PBHI: Keputusan Hakim Sarpin di Luar Wewenangnya
PBHI menilai keputusan hakim Sarpin di luar wewenangnya yang sudah diberikan KUHAP untuk mengadili dugaan pelanggaran hak-hak tersangka
Penulis: Johnson Simanjuntak
TRIBUNNEWS.COM, JAKARTA - Perhimpunan Bantuan Hukum dan Hak Asasi Manusia Indonesia (PBHI) menyesalkan berlarut-larutnya sikap Presiden Joko Widodo dalam mengambil keputusan terhadap nasib Komjen Budi Gunawan (BG), serta putusan hakim tunggal Sarpin Rizaldi dalam sidang praperadilan di Pengadilan Jakarta Selatan pada 16 Februari 2015.
PBHI menilai keputusan hakim Sarpin di luar wewenangnya yang sudah diberikan KUHAP untuk mengadili dugaan pelanggaran hak-hak tersangka, dalam hal ini hak-hak BG sebagai tersangka korupsi penerimaan gratifikasi yang ditetapkan oleh KPK.
"Karena, yang diterima dan dikabulkannya adalah pembatalan status tersangka BG, pertama kali terjadi yang membuka celah lebar bagi setiap tersangka menggugat status tersangka," ujar Suryadi Radjab, Sekretaris Badan Pengurus Nasional PBHI, dalam rilisnya, Selasa (17/2/2015).

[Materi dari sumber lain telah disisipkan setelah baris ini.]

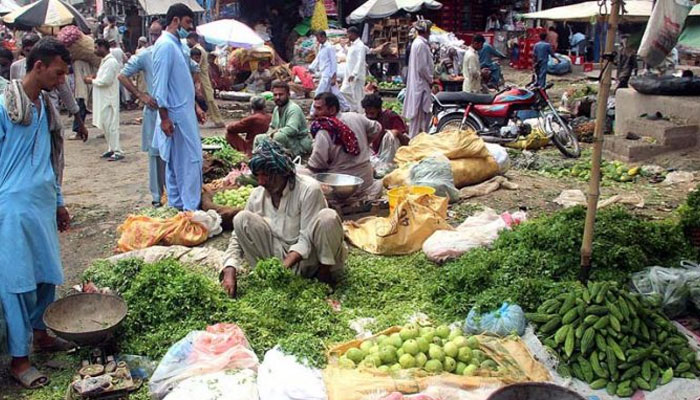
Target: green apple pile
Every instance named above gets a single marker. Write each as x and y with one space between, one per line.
434 350
235 198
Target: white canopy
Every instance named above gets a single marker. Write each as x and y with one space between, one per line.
385 8
638 10
230 32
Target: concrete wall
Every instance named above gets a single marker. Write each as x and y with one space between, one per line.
630 104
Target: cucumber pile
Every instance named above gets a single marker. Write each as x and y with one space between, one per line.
613 339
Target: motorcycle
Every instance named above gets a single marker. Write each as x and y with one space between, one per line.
501 117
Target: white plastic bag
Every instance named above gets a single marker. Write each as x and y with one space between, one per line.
479 230
663 29
281 377
221 347
231 384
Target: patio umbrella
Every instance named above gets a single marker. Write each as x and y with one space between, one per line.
7 6
51 13
230 32
383 8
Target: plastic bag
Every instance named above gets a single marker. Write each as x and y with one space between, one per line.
232 384
479 230
221 347
502 322
140 232
281 377
435 172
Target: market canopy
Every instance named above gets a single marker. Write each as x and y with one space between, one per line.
384 8
635 10
46 13
230 32
160 7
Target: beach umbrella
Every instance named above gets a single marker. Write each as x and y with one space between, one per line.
230 32
51 13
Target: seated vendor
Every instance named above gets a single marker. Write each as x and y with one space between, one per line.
253 125
341 144
288 126
285 217
391 123
259 79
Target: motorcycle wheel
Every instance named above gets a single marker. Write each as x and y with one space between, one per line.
452 122
563 136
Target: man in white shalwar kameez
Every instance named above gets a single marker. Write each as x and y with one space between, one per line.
418 102
353 87
105 99
327 66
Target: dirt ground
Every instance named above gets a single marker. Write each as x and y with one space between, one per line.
100 194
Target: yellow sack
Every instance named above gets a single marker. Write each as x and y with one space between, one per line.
510 354
140 232
470 171
465 172
402 232
537 139
452 144
319 19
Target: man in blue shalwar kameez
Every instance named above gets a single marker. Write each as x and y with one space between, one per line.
177 135
31 163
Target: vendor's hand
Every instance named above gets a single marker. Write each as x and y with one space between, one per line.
62 218
146 99
82 130
167 126
229 281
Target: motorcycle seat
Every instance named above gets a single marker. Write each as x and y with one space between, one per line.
464 98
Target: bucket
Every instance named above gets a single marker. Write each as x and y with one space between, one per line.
397 195
534 391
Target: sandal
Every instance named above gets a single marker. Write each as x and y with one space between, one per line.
31 378
58 345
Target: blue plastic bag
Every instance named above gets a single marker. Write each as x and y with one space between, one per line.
508 319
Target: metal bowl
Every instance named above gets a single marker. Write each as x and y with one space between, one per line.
339 186
87 318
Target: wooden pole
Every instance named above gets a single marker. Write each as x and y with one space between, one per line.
601 111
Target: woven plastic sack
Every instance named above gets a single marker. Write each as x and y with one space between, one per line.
435 172
221 347
502 322
140 232
664 285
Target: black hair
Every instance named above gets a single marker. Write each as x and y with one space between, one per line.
30 39
372 101
102 43
178 10
329 99
7 54
46 50
280 85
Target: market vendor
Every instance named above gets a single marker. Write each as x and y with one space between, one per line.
288 126
341 144
33 211
258 122
285 217
391 123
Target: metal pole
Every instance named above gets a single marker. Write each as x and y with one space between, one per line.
601 109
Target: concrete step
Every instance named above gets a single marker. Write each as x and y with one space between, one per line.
665 132
631 151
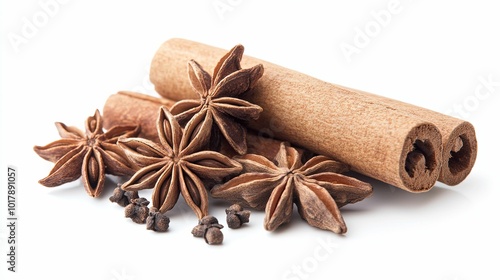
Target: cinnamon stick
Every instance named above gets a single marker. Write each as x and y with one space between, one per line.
375 139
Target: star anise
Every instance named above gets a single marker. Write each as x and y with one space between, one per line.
315 187
89 155
176 164
219 101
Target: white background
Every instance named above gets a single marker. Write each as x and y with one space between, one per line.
429 53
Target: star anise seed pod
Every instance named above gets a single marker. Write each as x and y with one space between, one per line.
219 102
137 210
175 165
121 197
157 221
236 216
89 155
315 187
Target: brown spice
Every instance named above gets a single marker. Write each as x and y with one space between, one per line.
123 198
315 187
209 228
236 216
218 99
137 210
88 155
175 165
370 133
157 221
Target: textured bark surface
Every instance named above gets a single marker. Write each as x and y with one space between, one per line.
368 132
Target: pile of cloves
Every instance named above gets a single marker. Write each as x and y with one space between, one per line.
136 208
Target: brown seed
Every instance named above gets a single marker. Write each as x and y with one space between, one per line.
236 216
123 198
157 221
213 236
138 210
199 230
233 221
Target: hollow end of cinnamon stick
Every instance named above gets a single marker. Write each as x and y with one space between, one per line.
459 154
421 158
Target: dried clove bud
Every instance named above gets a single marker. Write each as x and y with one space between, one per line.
236 216
157 221
210 229
121 197
137 210
214 236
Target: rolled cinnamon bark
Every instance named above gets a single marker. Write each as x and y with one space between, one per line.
374 139
137 108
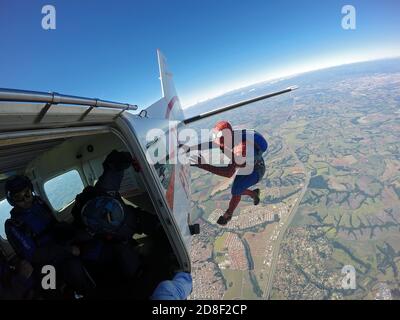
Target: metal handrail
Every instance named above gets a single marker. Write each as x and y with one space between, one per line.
14 95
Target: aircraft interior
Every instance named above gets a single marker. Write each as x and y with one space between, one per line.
60 168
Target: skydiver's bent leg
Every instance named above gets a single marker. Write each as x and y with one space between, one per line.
240 187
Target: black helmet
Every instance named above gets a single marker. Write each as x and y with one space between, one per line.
103 214
16 184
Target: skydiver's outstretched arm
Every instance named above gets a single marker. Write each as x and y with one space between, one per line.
208 145
226 172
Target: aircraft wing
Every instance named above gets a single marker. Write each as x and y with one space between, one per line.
237 105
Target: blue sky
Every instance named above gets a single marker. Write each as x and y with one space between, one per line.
107 49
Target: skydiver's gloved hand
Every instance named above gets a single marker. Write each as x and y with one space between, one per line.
117 161
197 161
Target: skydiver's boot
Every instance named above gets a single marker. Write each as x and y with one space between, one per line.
254 194
223 220
256 199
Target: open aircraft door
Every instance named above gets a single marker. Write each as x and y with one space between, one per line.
153 137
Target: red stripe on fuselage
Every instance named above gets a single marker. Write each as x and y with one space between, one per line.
170 106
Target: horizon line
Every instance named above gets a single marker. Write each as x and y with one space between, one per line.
288 76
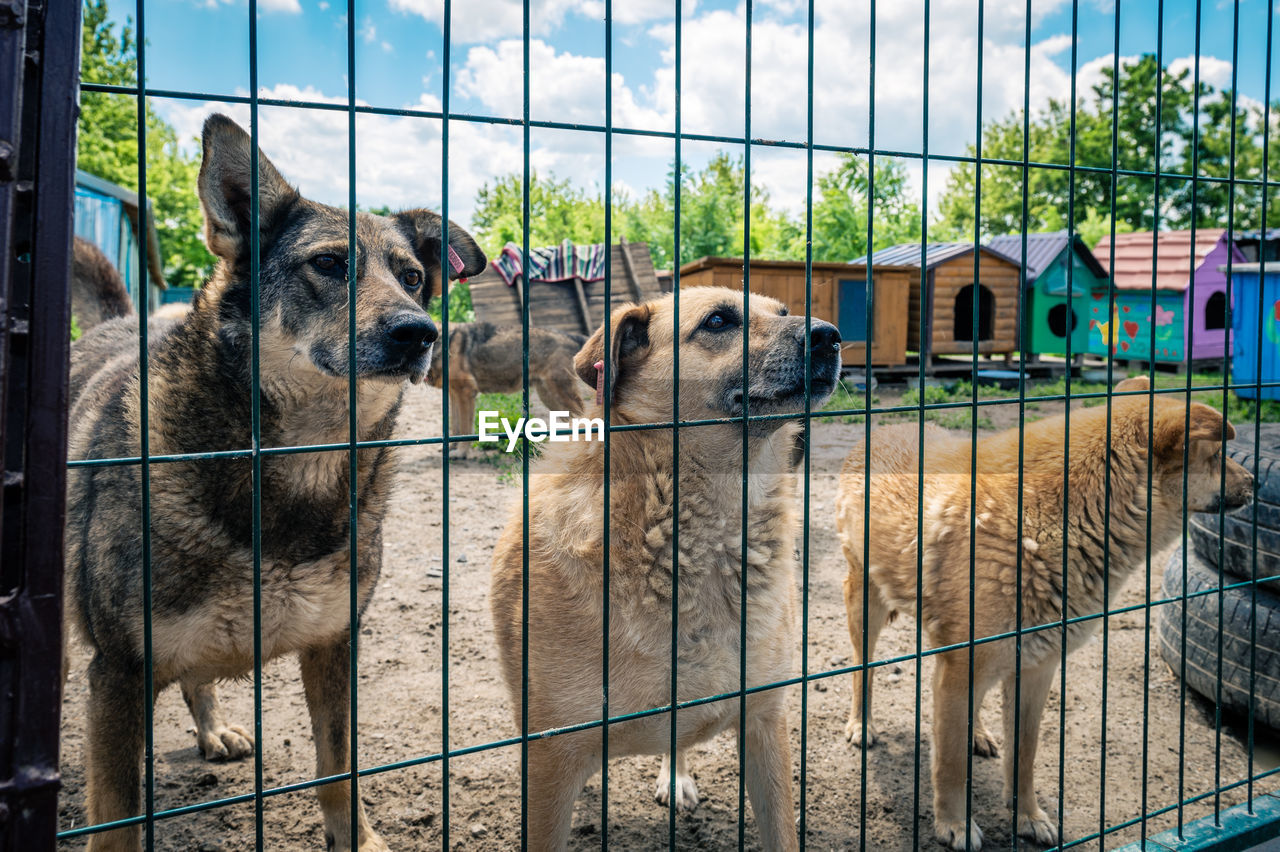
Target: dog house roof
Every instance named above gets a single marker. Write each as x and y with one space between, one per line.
1173 255
935 253
1043 250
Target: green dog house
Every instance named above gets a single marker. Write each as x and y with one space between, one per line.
1055 310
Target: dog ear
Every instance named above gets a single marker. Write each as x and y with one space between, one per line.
1200 424
225 189
462 255
1137 383
629 338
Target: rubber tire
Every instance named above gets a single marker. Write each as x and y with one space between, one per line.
1238 539
1267 456
1202 636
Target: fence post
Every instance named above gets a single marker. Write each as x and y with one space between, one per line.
40 58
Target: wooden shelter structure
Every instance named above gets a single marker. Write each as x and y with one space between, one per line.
571 306
839 297
1189 301
1061 276
950 294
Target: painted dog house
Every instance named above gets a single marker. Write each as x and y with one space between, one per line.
1256 329
839 297
1189 296
950 292
1061 276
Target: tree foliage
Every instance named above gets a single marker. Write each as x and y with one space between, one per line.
712 221
108 146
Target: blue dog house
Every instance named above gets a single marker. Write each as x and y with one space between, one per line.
1251 338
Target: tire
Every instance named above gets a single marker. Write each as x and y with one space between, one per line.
1267 457
1238 531
1202 637
1237 546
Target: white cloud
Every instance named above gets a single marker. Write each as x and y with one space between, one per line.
485 21
398 159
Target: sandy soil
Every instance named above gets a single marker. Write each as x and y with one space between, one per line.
402 713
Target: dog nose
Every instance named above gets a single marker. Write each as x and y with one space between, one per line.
412 330
823 337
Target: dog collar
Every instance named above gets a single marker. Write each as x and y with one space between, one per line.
456 262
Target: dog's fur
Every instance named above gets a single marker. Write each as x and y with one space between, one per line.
488 358
97 289
567 541
201 511
1104 541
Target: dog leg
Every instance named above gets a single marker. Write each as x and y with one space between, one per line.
1033 823
950 746
859 729
768 777
558 768
686 791
561 395
114 749
216 740
325 679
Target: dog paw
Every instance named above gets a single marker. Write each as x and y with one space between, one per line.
983 743
1037 827
855 731
952 834
686 791
225 743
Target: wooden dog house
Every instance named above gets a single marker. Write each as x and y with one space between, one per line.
839 297
572 306
1191 291
949 297
1061 276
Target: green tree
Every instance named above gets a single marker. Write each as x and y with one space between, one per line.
108 146
840 210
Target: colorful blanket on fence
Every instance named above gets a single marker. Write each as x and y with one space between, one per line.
553 262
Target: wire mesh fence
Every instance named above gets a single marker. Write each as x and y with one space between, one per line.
1064 520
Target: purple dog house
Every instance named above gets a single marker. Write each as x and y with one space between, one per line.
1189 289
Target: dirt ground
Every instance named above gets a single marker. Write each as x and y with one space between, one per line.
402 713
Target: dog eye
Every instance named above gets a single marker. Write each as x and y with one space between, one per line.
717 321
325 262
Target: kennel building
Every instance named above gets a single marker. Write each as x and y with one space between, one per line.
949 296
1189 301
1061 276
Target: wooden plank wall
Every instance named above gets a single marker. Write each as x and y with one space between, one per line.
950 278
554 305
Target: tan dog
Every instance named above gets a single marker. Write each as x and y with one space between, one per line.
567 541
488 358
888 578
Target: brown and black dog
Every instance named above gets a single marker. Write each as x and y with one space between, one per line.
202 511
1104 540
487 358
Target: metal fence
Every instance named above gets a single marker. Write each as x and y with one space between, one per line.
813 674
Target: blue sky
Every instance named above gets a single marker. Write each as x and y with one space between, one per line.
202 46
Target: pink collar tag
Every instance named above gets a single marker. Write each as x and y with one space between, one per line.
456 262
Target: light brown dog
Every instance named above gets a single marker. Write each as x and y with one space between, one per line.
1101 537
567 541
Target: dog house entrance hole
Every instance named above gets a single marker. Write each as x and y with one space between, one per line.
986 312
1215 311
1059 315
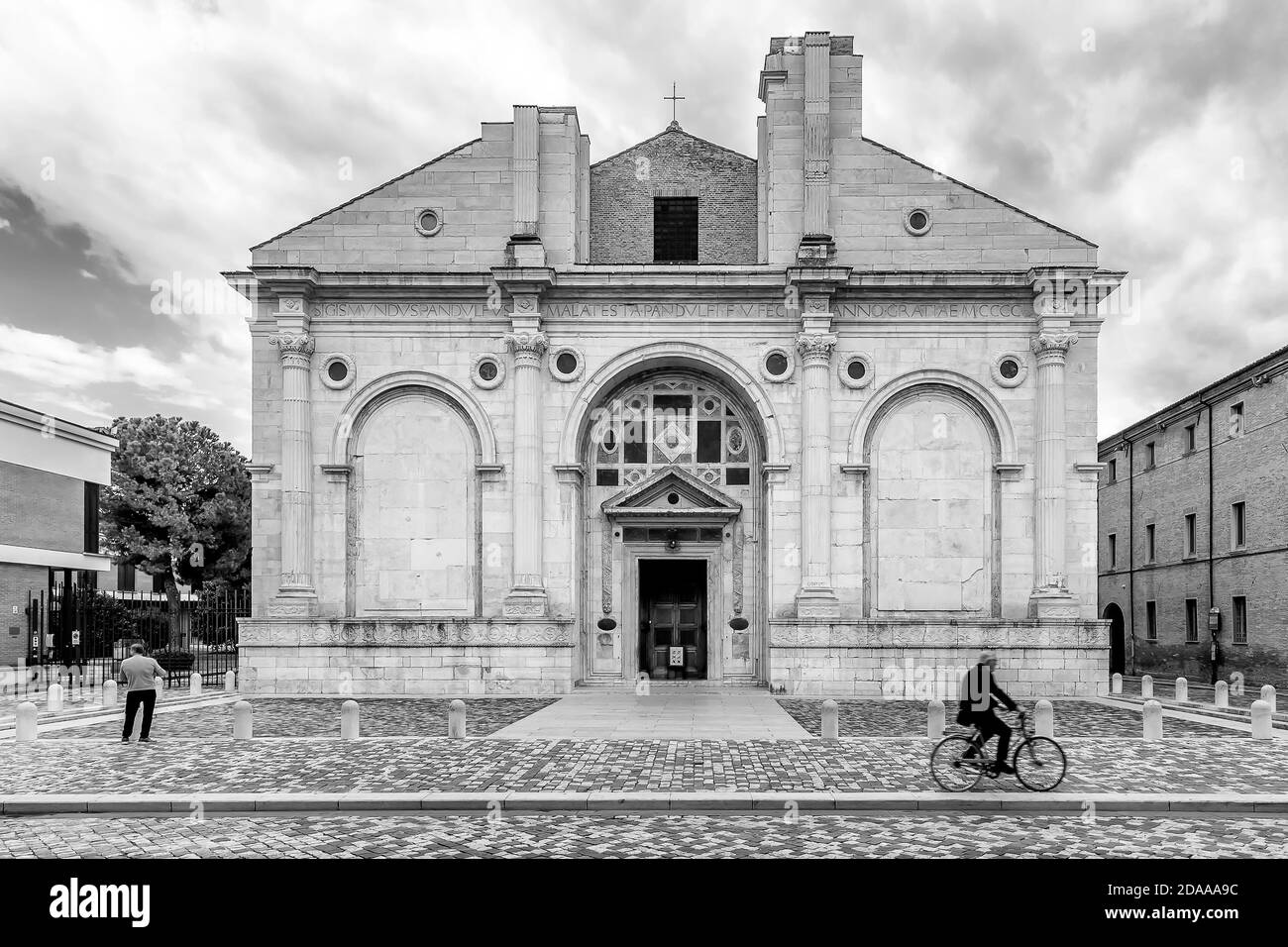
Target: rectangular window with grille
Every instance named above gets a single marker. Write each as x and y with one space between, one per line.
675 230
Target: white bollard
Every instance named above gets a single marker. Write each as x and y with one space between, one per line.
1261 725
349 720
935 720
1043 722
243 724
831 720
456 719
1153 720
26 728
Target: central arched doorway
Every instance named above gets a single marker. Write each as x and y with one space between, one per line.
673 513
1117 639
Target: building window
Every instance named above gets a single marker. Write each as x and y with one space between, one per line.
1240 618
90 517
669 423
675 230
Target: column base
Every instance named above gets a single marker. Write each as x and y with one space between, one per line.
816 603
1054 602
526 603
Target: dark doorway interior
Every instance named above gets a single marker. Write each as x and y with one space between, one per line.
674 618
1117 641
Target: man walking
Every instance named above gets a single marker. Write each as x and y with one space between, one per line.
140 673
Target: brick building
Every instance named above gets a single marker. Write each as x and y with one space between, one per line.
1194 531
810 419
51 472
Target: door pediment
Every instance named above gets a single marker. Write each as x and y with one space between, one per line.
671 493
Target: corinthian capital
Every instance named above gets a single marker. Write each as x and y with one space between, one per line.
815 348
527 347
292 346
1052 343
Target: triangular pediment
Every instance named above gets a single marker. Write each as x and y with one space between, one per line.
671 493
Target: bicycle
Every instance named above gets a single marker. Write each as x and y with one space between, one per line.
958 763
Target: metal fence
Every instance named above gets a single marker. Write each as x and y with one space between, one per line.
80 634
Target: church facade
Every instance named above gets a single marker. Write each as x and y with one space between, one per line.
822 420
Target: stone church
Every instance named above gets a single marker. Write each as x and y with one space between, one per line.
820 420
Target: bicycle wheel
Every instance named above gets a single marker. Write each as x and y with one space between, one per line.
1039 764
949 771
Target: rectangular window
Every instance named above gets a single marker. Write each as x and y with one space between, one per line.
90 517
1236 420
675 230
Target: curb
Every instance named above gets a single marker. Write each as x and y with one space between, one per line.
601 801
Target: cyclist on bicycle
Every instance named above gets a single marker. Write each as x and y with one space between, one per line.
979 696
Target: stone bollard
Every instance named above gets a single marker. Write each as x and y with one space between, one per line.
1261 725
1043 719
456 719
26 728
1153 720
243 723
935 723
831 720
349 720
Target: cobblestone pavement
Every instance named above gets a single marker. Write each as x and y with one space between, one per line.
558 835
482 766
879 718
320 716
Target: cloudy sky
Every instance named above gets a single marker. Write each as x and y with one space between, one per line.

PBHI menilai tindakan hakim Sarpin dapat dianggap sebagai sewenang-wenang untuk mencabut wewenang KPK atas kelanjutan penyidikan BG. Tindakan ini didasarkan atas klaimnya sendiri sebagai hakim untuk melakukan “terobosan hukum”. Namun, buah “terobosan hukum” yang dimaksudkannya adalah memberikan ucapan selamat kepada BG dari tersangka. Bahkan juga, ucapan selamat dari Presiden Jokowi kepada BG di Istana Bogor.
"Kendati sudah didesak berbagai pihak untuk segera mengambil keputusan, namun sikap Presiden Jokowi yang masih terus menunggu hasil praperadilan, akhirnya berujung pada pilihan yang sudah terjepit. DPR sudah menyetujui BG dan diperkuat dengan hasil praperadilan yang membatalkan statusnya sebagai tersangka korupsi."
PBHI berpendapat, efek yang ditimbulkan dari sikap Presiden yang mengulur-ulur waktu dalam mengambil keputusan adalah “mengorbankan” KPK. Sejumlah elite politik, dengan dukungan sebagian pejabat Polri dan kalangan profesi hukum lainnya, sudah demikian gencar mengarahkan tekanan mereka untuk melemahkan KPK. Hampir tidak ada dukungan DPR, kecuali Fraksi Demokrat.
Sungguhpun pilihan Presiden sudah terjepit, PBHI masih percaya ada celah yang diberikan konstitusi, yakni hak prerogatif Presiden yang tidak boleh diintervensi oleh siapa pun.
"Sebagai pemegang hak (baca: wewenang) ini Presiden Jokowi dapat menggunakannya dengan tepat untuk membatalkan pelantikan BG sebagai Kapolri, dan segera menentukan Kapolri baru. Keputusan batal lantik, Presiden dapat dinilai punya “nyali” oleh banyak orang."